Here is a good website about the Recovery Act and where the monies are going...http://www.recovery.gov
I found some interesting questions and answers on the website as well. Keep in mind this is a government website.
"Over the past year, the Recovery Board has received its share of gratuitous criticism (TGD: is there any other kind?) from some journalists and internet grouches. As the brickabts and internet grouches. As the brickbats flew, we've listened patiently. Time now to bury the most publicized urban legends about the Board and the Recovery Program."
Myth: The Recovery Board wasted $18 million to redesign Recovery.gov.
Recovery.gov is not just a pretty face and not nearly that expensive. In July 2009, after careful vetting, the Recovery Board and the General Services Administration selected a Maryland company, Smartronix, Inc., to develop our state-of-the art website. The project included redesign and construction of the website; installation of hardware and software infrastructure; hosting and operation for the website; enhanced content management; and contract labor support. To date, we have paid Smartronix $6.8 million. If we exercise all options in the contract, the bill could total $18 million by January 2014.
Yes, because $6.8 million is very reasonable.
Myth: Why is the Recovery program spending $250,000 per job?
How about $150,000 per job? Or, let’s say $500,000? Never mind that however you cut it, these cost estimates don’t actually begin to tell the whole story. Essentially, critics are dividing the number of estimated jobs by the amount of money spent in a Recovery project.

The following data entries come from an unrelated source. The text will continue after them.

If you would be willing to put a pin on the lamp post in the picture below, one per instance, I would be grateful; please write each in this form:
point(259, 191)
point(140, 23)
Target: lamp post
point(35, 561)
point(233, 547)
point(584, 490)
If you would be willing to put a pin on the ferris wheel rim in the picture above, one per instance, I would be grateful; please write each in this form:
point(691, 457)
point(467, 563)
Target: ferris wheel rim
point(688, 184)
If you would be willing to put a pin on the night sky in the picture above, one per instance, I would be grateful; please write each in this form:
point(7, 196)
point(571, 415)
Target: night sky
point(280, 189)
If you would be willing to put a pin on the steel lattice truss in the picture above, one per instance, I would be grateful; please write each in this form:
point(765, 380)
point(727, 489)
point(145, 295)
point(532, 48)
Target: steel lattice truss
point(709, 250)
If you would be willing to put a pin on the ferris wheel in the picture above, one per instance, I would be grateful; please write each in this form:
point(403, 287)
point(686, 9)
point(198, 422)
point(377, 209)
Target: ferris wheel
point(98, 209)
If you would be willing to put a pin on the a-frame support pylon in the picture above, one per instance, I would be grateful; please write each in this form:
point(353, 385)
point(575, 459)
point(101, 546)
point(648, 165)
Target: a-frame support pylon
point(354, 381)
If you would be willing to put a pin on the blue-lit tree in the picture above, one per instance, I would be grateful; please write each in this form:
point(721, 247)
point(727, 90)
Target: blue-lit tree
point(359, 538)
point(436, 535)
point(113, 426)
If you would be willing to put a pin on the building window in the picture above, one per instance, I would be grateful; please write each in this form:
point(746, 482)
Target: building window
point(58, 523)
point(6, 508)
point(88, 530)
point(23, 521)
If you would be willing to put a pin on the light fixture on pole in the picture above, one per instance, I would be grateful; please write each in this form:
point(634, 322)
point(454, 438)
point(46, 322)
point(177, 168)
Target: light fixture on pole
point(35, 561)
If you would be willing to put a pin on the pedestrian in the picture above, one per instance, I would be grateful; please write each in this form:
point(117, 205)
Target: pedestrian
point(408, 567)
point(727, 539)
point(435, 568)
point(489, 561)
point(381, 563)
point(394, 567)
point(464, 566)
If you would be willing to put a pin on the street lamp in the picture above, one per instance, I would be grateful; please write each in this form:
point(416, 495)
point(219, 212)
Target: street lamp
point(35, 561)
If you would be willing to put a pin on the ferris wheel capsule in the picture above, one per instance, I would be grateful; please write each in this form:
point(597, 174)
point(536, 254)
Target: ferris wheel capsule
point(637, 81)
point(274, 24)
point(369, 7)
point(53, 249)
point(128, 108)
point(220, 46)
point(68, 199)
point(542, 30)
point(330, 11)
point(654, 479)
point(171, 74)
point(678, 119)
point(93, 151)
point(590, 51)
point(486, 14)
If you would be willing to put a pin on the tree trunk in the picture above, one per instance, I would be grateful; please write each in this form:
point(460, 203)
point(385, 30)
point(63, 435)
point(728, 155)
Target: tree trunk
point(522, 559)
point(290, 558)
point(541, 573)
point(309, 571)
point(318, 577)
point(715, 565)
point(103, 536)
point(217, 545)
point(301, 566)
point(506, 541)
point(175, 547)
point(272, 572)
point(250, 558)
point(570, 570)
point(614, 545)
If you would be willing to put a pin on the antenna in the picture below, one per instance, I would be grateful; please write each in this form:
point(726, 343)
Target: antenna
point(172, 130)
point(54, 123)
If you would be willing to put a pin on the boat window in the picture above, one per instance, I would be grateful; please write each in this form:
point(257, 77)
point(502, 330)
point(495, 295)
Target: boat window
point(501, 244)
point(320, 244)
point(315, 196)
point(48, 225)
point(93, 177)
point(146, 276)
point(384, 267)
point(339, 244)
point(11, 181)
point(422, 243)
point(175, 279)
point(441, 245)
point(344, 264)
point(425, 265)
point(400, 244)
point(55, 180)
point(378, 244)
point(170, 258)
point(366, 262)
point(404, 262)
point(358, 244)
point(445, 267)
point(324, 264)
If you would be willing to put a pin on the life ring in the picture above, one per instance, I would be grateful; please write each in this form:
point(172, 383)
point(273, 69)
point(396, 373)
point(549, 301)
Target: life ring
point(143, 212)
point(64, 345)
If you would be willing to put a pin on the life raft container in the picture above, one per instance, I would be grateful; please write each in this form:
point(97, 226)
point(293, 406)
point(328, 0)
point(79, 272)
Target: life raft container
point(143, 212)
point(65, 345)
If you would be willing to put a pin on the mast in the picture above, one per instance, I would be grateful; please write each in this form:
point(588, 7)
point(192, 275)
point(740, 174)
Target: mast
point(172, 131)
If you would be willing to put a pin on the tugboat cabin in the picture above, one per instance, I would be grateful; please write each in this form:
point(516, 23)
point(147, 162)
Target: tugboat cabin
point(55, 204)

So, if a highway construction project cost $10 million and created 100 jobs, the cost per job must be $100,000, or so the critics say. In a struggling economy, this kind of analysis no doubt angers many Americans. But any second year economics major could tell you how absurd this analysis is. What about the benefits of that highway project to motorists? What about the indirect jobs, the subcontractors and the suppliers that benefit? Like most other things in life, simple analysis doesn’t get the job done (no pun intended).
I wonder if Player wrote this.
Another good opinion piece:http://www.cbsnews.com/8301-503983_162- ... 03983.html
Some choice quotes:
But when it came to presenting that data, Recovery.gov, the government's official site for stimulus information, highlighted one number in particular, posting it on the site's main page in large font: "JOBS CREATED/SAVED AS REPORTED BY FEDERAL CONTRACT RECIPIENTS: 30,383." To make extra certain of getting viewers' attention, the number itself appears in bright green.
Let's start with the 30,000 jobs themselves. The federal contracts in question represented $16 billion in stimulus spending. Assuming the number of created or saved jobs reported by each contract recipient was accurate—which, as we've reported before, is still an open question—that breaks down to $533,000 for each job. That's more than five times the projection of the president's own Council of Economic Advisers , which estimated in May that every $92,136 in government spending would create one job for one year.
So, if the $16 billion in federal stimulus contracts generated 30,383 direct jobs, how many indirect jobs were created or saved? We asked the White House, which told us they believe that for each direct job created or saved, there is one indirect job. Assuming that's right, that $16 billion created or saved some 60,000 jobs — which still clocks in at $267,000 per person.
I've spent some time looking for data showing how much money is made by the recipients' corporate officers, but so far no dice.